Instead, our leaders prefer to dice with destiny. The current government talks about future generations more often than John Howard did, but the gap between rhetoric and reality reveals a lot of long bets. Judging by the policies of the current federal government, it is betting that the mining boom will last forever, that we’ll discover a cure for “Dutch disease” that doesn’t involve slowing the boom down, that cheap oil won’t run out, or that an equally cheap alternative will be found before it does; that global inaction on climate change will continue, and that Australia will escape the consequences of that inaction if it does.
THE SINGLE ISSUE with the most potential for transforming the politics we have into the politics we need is also the issue that comes up most often throughout More Than Luck: global warming. It’s difficult to be anything other than deeply alarmed about the incapacity of modern politics to deal with climate change – but by highlighting the deep problems in our tools for tackling complex global problems, this issue is also planting the seeds of change. After a decade of inaction by its predecessor, when the Rudd government finally began to canvass the problem it found Australia almost irrevocably committed to an economy based on fossil fuels. Our cities are designed around car travel, while our homes rely on coal to turn on the lights or the shower. Our governments are just as hopelessly addicted – to the jobs and tax revenues provided by mining and energy companies – and are afraid of those industries’ lobbying power. If Australia had been allotted a sustainable CO2 emissions quota for the 21st century, we would have used up almost a third of it by the end of 2005. Yet as Fiona Armstrong writes, addressing global warming will have major economic and social benefits. To achieve change she recommends simple, practical measures that use currently available technology and that will take little more than political will.

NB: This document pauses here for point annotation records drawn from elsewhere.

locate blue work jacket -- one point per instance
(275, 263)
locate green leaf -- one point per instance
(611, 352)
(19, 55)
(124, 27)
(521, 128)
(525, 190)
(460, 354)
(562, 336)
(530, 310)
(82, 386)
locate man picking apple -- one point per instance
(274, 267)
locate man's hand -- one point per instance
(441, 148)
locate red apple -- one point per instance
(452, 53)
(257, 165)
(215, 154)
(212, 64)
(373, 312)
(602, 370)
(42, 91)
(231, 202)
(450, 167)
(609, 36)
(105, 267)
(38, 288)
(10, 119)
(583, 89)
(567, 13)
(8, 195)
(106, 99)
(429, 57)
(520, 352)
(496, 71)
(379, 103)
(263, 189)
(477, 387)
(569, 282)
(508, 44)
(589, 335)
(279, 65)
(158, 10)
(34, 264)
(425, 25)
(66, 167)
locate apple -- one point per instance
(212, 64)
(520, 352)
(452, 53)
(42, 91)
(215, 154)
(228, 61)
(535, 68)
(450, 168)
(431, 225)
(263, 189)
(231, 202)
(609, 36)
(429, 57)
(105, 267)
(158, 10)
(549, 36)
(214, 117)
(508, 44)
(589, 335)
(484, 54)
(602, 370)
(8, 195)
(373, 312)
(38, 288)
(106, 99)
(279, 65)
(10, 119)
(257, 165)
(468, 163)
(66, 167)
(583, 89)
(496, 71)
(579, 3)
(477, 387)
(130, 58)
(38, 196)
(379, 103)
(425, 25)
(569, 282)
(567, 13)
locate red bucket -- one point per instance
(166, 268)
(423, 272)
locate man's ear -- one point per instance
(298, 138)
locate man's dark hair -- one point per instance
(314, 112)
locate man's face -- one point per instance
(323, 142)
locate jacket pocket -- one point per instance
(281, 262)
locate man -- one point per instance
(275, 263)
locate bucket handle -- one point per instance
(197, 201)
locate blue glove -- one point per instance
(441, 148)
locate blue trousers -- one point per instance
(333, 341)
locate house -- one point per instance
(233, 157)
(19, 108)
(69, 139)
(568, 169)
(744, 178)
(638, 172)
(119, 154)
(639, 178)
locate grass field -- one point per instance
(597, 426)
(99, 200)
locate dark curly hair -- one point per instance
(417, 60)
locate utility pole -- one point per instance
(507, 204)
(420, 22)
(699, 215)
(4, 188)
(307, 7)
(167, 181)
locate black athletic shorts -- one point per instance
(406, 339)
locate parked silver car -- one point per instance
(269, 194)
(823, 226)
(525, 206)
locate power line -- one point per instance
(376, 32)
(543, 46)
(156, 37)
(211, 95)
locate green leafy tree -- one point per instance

Unlike the goldfish in government, most citizens can see beyond the election cycle to dream of what life will be like for our friends, our families, and ourselves in fifty years’ time. When we think of the state of our planet and our continent, some of those dreams take on a nightmarish quality. We pulp our mightiest trees for paper and drain our precious aquifers to grow water-guzzling crops for export. In the bush our rivers turn into gutters, our fields turn white with salt and our soil blows away on the wind. In the cities we lose hours each day to slow, maddening commutes through gritty smog, and shop at supermarkets where the tomatoes bounce and the carrots taste like cardboard.
People are starting to cry “enough.” We want a future that is bright, healthy and green. We want meaningful action to combat climate change and sustainably manage our water, forests and marine habitats. We want Australian farming to reflect the unique nature of our fragile continent. We want our kids and grandkids to grow up in a country richer in “nature’s gifts” than the one we inherited from our parents – with better soil, bigger forests, healthier rivers and a safer climate. We want Australia to play a strong role in building international momentum for evidence-based action on climate change. We want the way we live from month to month to be sustainable from decade to decade. And we won’t accept anything less than clear, consistent, principled leadership to help us achieve that future.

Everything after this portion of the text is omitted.